WASHINGTON (Oct. 5)
A House-Senate conference committee, responding to pressures by chairman J.W. Fulbright of the Senate Foreign Relations Committee and by State Department officials, eliminated the Ribicoff amendment, which would have condemned Soviet anti-Semitism, from the Foreign Aid Authorization bill.
The conference scrapped the Ribicoff measure, a rider to the foreign aid bill, although 82 Senators had either voted for it on the floor or subsequently recorded their support. Only one Senator, Mr. Fulbright, had voted against it. A vague substitute, offered by Sen. Fulbright to block the specific action designed to alleviate anti-Jewish pressures in the USSR, was inserted in the conference report. Sen. Fulbright had opposed specific pro-Jewish action, stating that “I do not know why we should be so exclusive as to restrict the condemnation only to the persecution of the Jews.” The substitute language inserted was merely a general condemnation of “the persecution of any persons because of their religion” anywhere in the world.
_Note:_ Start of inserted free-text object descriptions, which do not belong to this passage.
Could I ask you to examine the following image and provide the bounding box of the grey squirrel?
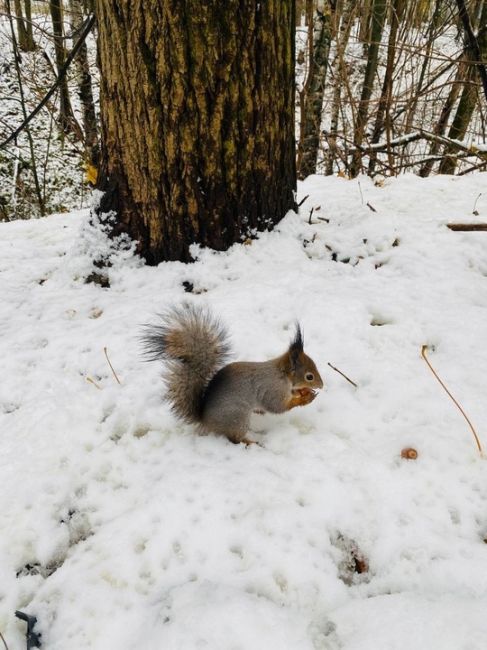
[142,305,324,444]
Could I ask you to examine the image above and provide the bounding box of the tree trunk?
[69,0,99,167]
[438,66,478,173]
[456,0,487,103]
[325,0,355,175]
[296,0,305,25]
[419,61,466,177]
[403,0,443,135]
[358,0,372,45]
[13,0,35,51]
[23,0,36,50]
[49,0,78,135]
[408,0,431,29]
[439,1,487,174]
[297,0,333,179]
[350,0,387,177]
[95,0,296,264]
[368,0,406,175]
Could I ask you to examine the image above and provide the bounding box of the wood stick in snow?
[421,345,483,456]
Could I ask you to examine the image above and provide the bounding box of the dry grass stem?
[421,345,483,456]
[86,376,102,390]
[104,347,121,385]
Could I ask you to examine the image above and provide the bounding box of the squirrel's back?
[141,305,231,424]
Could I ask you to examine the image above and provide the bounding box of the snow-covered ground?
[1,173,487,649]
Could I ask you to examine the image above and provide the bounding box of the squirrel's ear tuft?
[289,322,304,366]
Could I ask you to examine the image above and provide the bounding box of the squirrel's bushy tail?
[141,305,231,424]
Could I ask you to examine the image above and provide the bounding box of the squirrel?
[142,305,324,444]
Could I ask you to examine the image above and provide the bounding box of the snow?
[1,173,487,649]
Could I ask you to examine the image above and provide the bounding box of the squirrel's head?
[285,324,324,391]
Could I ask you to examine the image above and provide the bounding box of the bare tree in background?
[349,0,387,177]
[324,0,355,176]
[439,0,487,173]
[49,0,80,136]
[297,0,487,178]
[13,0,36,52]
[69,0,99,167]
[297,0,333,179]
[0,0,97,220]
[4,0,45,216]
[368,0,406,174]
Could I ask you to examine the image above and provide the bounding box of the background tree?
[297,0,333,179]
[49,0,79,135]
[324,0,355,176]
[13,0,36,52]
[69,0,99,168]
[368,0,406,174]
[0,0,96,220]
[349,0,387,177]
[5,0,44,216]
[296,0,487,178]
[439,0,487,173]
[95,0,296,264]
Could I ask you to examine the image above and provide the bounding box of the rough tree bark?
[95,0,296,264]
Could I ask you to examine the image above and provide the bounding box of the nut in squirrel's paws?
[293,387,316,397]
[291,387,318,406]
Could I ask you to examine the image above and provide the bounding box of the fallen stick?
[421,345,483,456]
[104,347,121,385]
[327,362,358,388]
[447,223,487,231]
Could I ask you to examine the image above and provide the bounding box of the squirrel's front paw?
[298,388,317,405]
[288,388,317,409]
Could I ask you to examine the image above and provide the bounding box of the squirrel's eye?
[305,372,314,382]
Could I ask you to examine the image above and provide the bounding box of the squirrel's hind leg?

The State Department opposed the Ribicoff measure on grounds that it might offend the Kremlin and do the Russian Jews more harm than good.
Sen. Ribicoff originally offered the proposed legislative move as a resolution. But it was bottled up in the Foreign Relations Committee because the chairman, Mr. Fulbright, sought to block the measure from reaching the Senate floor. To get around this, Sen. Ribicoff submitted the same wording in the form of an amendment to the foreign aid bill on September 24. During the debate, Sen. Ribicoff charged that Mr. Fulbright sought to “completely undercut the original resolution and take the Soviet Union ‘off the hook.'”
In confidential briefings, State Department officials have charged that the Jewish situation in the Soviet Union has been exaggerated by Jewish leaders and organizations in an alleged quest of sensational publicity for themselves and their groups.
Three Senators joined on the Senate floor, shortly before adjournment, to deplore the elimination of the Ribicoff amendment by the Senate-House conference.
Sen. Fulbright was questioned by Sen. Jacob K. Javits, New York Republican, Sen. Fulbright said a provision favoring the Russian Jewish community was considered by the House of Representatives as “inappropriate in this bill.”
Sen. Javits replied that, if the House had been provided an opportunity to vote the amendment, it would have been decisively adopted. He said the action of the conference committee, in which Sen. Fulbright influenced the decision on the scrapping of the Ribicoff amendment, was “shameful and unfortunate.”
Agreement with Sen. Javits was voiced by Senators Wayne Morse, Oregon Democrat, and Milward Simpson, Wyoming Republican.